People participate in a protest to demand an end to anti-Asian violence on April 04, 2021 in New York City. The group, which numbered near 3,000 and was made up of activists, residents and local politicians, marched across the Brooklyn Bridge. After a rise in hate crimes against Asians across the U.S. and in New York City, groups are speaking up and demanding more attention to the issue. (Photo by Spencer Platt/Getty Images)

Hate incidents in the U.S. targeting Asian Americans have risen sharply since the start of the COVID-19 pandemic. Despite calls for more local and federal law enforcement to improve community safety by preventing further hate incidents, several progressive Asian Americans have taken a strong stance against the recent COVID-19 Hate Crimes Act and other carceral solutions in addressing anti-Asian violence.

Recently, over 100 Asian American and LGBTQ+ organizations came together to sign a joint statement opposing law enforcement-based hate crime legislation.

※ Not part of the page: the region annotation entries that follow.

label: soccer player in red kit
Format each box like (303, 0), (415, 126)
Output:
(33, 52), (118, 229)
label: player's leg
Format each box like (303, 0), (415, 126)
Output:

The statement argues that the act “ignores that police violence is also anti-Asian violence, which has disproportionately targeted Black and brown Asians.”

“The bolstering of law enforcement and criminalization does not keep us safe and in fact harms and furthers violence against Asian communities facing some of the greatest disparities and attacks—sex workers, low wage workers, people with disabilities, people living with HIV, youth, women, trans and nonbinary people, migrants amongst others,” the statement says.

Coordinated by Gay Asian & Pacific Islander Men of New York (GAPIMNY), a New York City-based community organization focused on empowering queer Asian Americans and Pacific Islanders, the statement represents a large collective organizing effort between Asian American and LGBTQ+ groups, both in New York City and nationwide. Rohan Zhou-Lee, the founder of The Blasian March, a co-signer of the joint statement, cites the history of police violence toward the LGBTQ+ community, including the Stonewall and the Compton’s Cafeteria uprisings, in discussing the impetus for the joint statement.

“I think [the joint statement] resonated with a lot of us because we are also already speaking and thinking about how policing affects Black and Indigenous communities,” Zhou-Lee explained. “When we are working on being actively anti-racist and [co-conspiring] with Black and Indigenous communities, it means that we have to find solutions that work for all of us.”

Zhou-Lee says that by calling for more support for policing, the bill and its proponents elide a very long and violent history Asian American communities have with the police, such as the vicious police beating of Peter Yew in 1975 that sparked a massive street protest in New York City’s Chinatown. Zhou-Lee also points to the death of Yang Song in 2019 during a police raid of the Flushing massage parlor where she worked, as well as the killings of Christian Hall and Angelo Quinto at the hands of police. 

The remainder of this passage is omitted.